By  on February 9, 2006

NEW YORK — VF Corp. turned in a third consecutive year of rising sales and record earnings in 2005, propelled by growing sales in its outdoor apparel and equipment segment.

"Clearly, we put in place a platform for solid, sustainable growth in both sales and profits," Mackey McDonald, president and chief executive officer of the Greensboro, N.C., manufacturing giant, said during the company's conference call. "All the pieces are in place for another excellent year in 2006."

For the three months ended Dec. 31, earnings rose 1.7 percent to $127.5 million, or $1.13 a diluted share, from $125.3 million, or $1.10 a share, in the same period a year ago. Earlier this month, VF announced it would include the impact of stock-option expenses in its accounting for the quarter. The new accounting practices negatively affected earnings by $5 million, or 3 cents a share, in the quarter.

Revenues for the three-month period increased 4.2 percent to $1.65 billion. The firm's acquisition of active lifestyle brands over the past two years continues to pay dividends, with its outdoor apparel and equipment segment again posting gains of 22.9 percent to $343.9 million.

Eric Wiseman, executive vice president of global brands, said during the call that much of the segment's growth has come organically, and the North Face led the pack with a 25 percent revenue gain during the quarter. Wiseman also noted that the company's most recent acquisition, Reef, contributed $50 million to revenue.

"I'm actually not at all anxious about the outdoor coalition running out of steam," Wiseman said in response to a question from an analyst. "The brands we have acquired, like Vans and Reef, have unbelievable potential to get into the apparel business."

Four out of the company's six business coalitions reported revenue gains for the quarter. Jeanswear, the company's oldest and largest segment, which includes the Lee and Wrangler brands, had a 1 percent revenue gain to $686.8 million. Turning around the Lee jeans business, which had declining revenues during the quarter, remains one of the biggest challenges facing the jeanswear segment. Lee is engaging in a new print marketing program touting the brand's fit and is focusing its efforts on the female consumer."I can't promise that the turnaround will be quick, but we do expect better top-line comparisons at Lee by the second half of 2006," said Wiseman.

Imagewear reported a 1.6 percent revenue gain to $234.6 million, Intimate apparel revenues fell 1.2 percent to $183.6 million and the Sportswear segment revenues inched down 0.4 percent to $182.9 million.

For the year, earnings rose 6.7 percent to $506.7 million, or $4.44 a share, compared with $474.7 million, or $4.21 a share, in 2004. The early adoption of stock-option expense accounting had a more dramatic impact on full-year results however. The company recorded a $27 million noncash expense related to stock options for the year, which translated into a hit of 15 cents a share on earnings. This was compounded by a one-time adjustment of 10 cents a share.
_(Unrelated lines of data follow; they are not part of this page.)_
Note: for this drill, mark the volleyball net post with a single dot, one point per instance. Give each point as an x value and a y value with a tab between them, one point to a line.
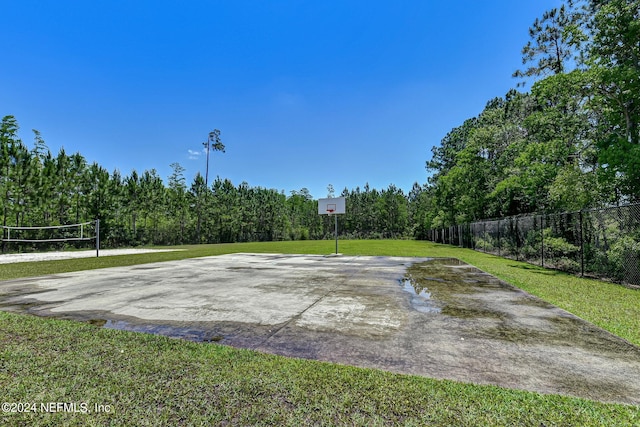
21	234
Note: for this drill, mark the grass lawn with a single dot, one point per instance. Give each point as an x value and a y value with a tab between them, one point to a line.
140	379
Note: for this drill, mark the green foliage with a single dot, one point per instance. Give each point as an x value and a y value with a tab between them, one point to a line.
57	360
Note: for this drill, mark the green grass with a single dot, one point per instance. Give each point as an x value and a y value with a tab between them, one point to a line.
154	380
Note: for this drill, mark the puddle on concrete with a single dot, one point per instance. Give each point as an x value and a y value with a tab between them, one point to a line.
488	308
420	298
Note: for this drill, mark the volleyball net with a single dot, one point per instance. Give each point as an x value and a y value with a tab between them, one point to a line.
53	234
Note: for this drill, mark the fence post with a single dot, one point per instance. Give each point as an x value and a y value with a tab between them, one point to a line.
97	238
499	243
542	238
581	245
517	242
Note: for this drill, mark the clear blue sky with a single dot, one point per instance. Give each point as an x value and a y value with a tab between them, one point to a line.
305	93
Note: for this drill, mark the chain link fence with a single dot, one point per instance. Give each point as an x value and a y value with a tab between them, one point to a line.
602	243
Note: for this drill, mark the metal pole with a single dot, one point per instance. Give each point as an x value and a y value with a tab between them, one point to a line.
542	239
336	218
581	244
97	238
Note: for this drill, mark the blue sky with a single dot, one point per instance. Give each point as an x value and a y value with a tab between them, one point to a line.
305	93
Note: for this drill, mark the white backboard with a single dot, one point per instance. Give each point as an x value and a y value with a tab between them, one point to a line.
334	205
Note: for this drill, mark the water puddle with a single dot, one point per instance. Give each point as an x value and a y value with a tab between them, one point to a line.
420	299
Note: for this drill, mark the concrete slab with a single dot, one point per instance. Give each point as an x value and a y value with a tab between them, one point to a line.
433	317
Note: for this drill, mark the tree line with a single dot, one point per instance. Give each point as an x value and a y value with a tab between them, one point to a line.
40	189
572	142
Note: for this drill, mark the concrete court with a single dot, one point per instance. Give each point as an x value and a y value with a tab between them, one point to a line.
438	318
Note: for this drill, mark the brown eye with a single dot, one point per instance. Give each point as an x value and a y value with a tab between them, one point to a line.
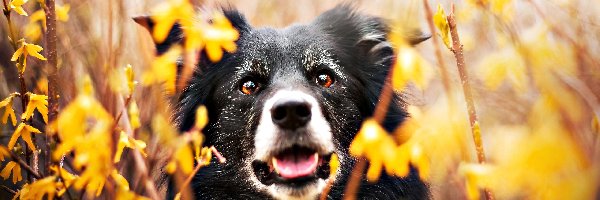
249	87
324	79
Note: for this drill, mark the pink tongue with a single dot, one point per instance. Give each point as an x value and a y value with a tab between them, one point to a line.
294	166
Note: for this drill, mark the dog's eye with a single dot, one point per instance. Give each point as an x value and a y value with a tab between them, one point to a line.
324	79
249	87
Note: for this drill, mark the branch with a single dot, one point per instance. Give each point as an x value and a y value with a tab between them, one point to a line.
355	177
438	52
51	66
23	164
457	49
9	190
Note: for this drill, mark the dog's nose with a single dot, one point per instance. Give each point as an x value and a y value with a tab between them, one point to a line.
291	113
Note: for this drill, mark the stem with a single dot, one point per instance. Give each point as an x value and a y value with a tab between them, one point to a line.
384	98
457	49
438	52
8	190
53	77
355	177
23	164
326	189
140	163
11	30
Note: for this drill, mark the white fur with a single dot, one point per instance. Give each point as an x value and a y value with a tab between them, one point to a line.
266	136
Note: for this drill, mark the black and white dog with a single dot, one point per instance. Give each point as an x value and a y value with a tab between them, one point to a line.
286	100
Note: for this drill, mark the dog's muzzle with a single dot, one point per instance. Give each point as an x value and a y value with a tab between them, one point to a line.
293	143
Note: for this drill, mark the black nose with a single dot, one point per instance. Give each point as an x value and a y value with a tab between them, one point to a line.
290	114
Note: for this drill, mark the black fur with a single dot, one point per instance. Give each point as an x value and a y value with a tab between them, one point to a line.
278	58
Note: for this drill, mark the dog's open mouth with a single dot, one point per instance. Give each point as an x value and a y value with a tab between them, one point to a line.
296	166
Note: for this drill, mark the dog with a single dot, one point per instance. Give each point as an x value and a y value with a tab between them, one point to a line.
288	99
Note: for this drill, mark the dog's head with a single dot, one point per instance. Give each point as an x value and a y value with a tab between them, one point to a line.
289	98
Revenues for the year rose 6.2 percent to $6.5 billion. The outdoor segment again led the way, with revenues up 43.8 percent to $1.45 billion from $1.01 billion. Sportswear had a gain of 5.2 percent to $650.8 million, while Imagewear revenues rose 4.6 percent to $805.8 million. Revenues for the intimate apparel segment experienced the steepest decline, falling 6.4 percent to $848.2 million. Jeanswear revenues dipped 0.3 percent to $2.70 billion.

With almost $300 million in cash on hand, analysts sought to gain insight into the company's next acquisition target. In his opening remarks, McDonald described the acquisition environment as "quite competitive." There was some indication that future acquisitions would likely have a retail component to them, as the company has made expanding retail operations a new platform in its growth strategy.

"Our owned-retail represents about 13 percent of our revenue and we expect by 2009 to add over 400 stores ... and increase that to about 18 percent of revenue, and that's excluding any acquisitions," said Wiseman. "Actually, most of the lifestyle brands we have acquired in the last three years did bring with them a strong retail component."

For 2006, management expects to achieve 6 to 8 percent revenue growth, half of that coming through growth of existing businesses.